Exiling a legacy COM component

One of our long-standing Java applications has several dependencies to native libraries, which are called via the Java Native Interface (JNI). We usually avoid native library dependencies, but this application must interface with some hardware devices for which the vendors only provide access through native libraries.

From 32 bit to 64 bit

Until recently the application ran in a 32-bit Java VM and the native libraries were 32-bit DLLs as well. Then the time had come to update the application to the 64-bit world. We wanted the application to run in a 64-bit JVM, and 32-bit library code cannot run in a 64-bit process.

We were able to replace the 32-bit libraries with 64-bit libraries, all except one. This particular dependency is not just a native library, but a Windows COM component. We had developed a wrapper DLL, which connected the COM component via JNI to the Java application. While we do have the source code of the wrapper DLL, we don’t have the source code of the COM component, and the vendor does not provide a 64-bit version of the component.

32 bit

So we decided to exile this COM component to a separate process, which we refer to as a container process. The main application runs in a 64-bit JVM and communicates with this process via a simple HTTP API. The API calls from the application do not require a very low latency.

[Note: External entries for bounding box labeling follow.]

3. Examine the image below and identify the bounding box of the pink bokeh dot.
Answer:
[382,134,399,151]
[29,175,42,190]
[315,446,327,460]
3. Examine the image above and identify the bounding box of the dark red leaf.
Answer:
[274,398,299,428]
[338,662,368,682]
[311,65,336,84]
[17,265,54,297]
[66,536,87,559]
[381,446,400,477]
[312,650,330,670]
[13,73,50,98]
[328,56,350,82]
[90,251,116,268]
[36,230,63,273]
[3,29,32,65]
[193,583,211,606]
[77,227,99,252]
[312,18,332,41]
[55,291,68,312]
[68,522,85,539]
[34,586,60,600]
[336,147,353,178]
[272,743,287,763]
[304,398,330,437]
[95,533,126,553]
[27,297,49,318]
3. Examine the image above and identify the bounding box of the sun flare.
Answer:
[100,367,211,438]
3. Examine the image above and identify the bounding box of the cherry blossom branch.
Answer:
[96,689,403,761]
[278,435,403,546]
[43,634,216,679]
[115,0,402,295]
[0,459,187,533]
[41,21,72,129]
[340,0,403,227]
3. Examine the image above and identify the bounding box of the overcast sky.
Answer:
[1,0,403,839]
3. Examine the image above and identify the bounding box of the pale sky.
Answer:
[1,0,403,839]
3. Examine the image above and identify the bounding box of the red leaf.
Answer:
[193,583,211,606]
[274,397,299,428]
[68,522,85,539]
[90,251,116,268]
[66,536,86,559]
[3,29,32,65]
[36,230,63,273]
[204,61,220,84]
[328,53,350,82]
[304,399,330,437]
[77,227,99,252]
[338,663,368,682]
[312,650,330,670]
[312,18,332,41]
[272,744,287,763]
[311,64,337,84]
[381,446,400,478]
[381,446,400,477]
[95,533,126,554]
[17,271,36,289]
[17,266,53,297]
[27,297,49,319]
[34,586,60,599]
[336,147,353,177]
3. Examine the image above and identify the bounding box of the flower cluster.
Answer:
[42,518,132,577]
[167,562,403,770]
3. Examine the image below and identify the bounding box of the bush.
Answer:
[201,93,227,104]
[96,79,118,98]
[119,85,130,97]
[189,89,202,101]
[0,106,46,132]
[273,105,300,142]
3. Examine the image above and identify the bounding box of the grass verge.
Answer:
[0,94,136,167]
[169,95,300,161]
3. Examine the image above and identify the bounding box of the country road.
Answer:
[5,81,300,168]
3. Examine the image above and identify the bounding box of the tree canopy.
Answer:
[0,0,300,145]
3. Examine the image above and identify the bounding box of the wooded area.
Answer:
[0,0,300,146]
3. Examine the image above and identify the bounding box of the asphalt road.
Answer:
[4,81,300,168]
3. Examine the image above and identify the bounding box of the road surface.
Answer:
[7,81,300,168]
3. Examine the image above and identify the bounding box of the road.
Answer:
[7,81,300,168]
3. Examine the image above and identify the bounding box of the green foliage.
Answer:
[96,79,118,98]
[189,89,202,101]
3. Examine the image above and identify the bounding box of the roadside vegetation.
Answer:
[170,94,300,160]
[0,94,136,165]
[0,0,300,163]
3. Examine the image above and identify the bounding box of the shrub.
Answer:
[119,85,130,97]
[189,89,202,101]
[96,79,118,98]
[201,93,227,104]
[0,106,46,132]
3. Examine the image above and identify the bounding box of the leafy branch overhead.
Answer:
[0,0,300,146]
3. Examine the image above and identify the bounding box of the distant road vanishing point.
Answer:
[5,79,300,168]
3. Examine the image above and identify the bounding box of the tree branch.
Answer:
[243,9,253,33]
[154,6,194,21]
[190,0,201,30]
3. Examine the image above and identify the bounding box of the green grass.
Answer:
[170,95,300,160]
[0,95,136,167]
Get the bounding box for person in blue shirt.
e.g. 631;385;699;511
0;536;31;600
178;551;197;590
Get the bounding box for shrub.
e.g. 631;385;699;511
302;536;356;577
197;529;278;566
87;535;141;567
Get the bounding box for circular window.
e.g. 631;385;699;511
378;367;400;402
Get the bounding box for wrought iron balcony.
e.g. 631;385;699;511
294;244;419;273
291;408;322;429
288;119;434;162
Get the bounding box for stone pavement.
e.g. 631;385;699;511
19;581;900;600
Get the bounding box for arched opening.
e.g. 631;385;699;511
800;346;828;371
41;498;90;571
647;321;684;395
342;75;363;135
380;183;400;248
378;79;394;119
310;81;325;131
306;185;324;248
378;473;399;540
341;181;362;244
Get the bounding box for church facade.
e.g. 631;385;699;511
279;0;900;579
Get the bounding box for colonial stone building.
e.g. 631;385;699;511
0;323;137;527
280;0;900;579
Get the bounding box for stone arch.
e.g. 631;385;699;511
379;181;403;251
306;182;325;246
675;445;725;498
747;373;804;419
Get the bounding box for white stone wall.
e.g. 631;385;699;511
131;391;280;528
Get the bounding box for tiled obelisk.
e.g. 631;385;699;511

Initially we had planned to implement this container process as a C++ program. However, after a spike it turned out that there is a quicker way to both interface with a COM component and provide a simple self-hosted HTTP service on the Windows platform: The .NET framework provides excellent support for COM interoperability. Using a COM component in .NET is as simple as adding the component as a reference to the project, importing the namespace and instantiating the COM object like a regular .NET object. The event handling of the COM component, which requires quite some boilerplate code to set up in C++, gets automatically mapped to the C#/.NET event handling. The only reminder of the fact that you’re using a COM component is the amount of out and ref parameters.

For the HTTP API we chose the Nancy framework, with which we have had good experiences in previous projects. The architecture now looks like this:

64-bit

While it is a drawback that the container process now depends on the .NET runtime, it is outweighed by the benefit for us: The C#/.NET code for interfacing with the COM component is more maintainable than the previous JNI wrapper code was or a native implementation of the container process would have been.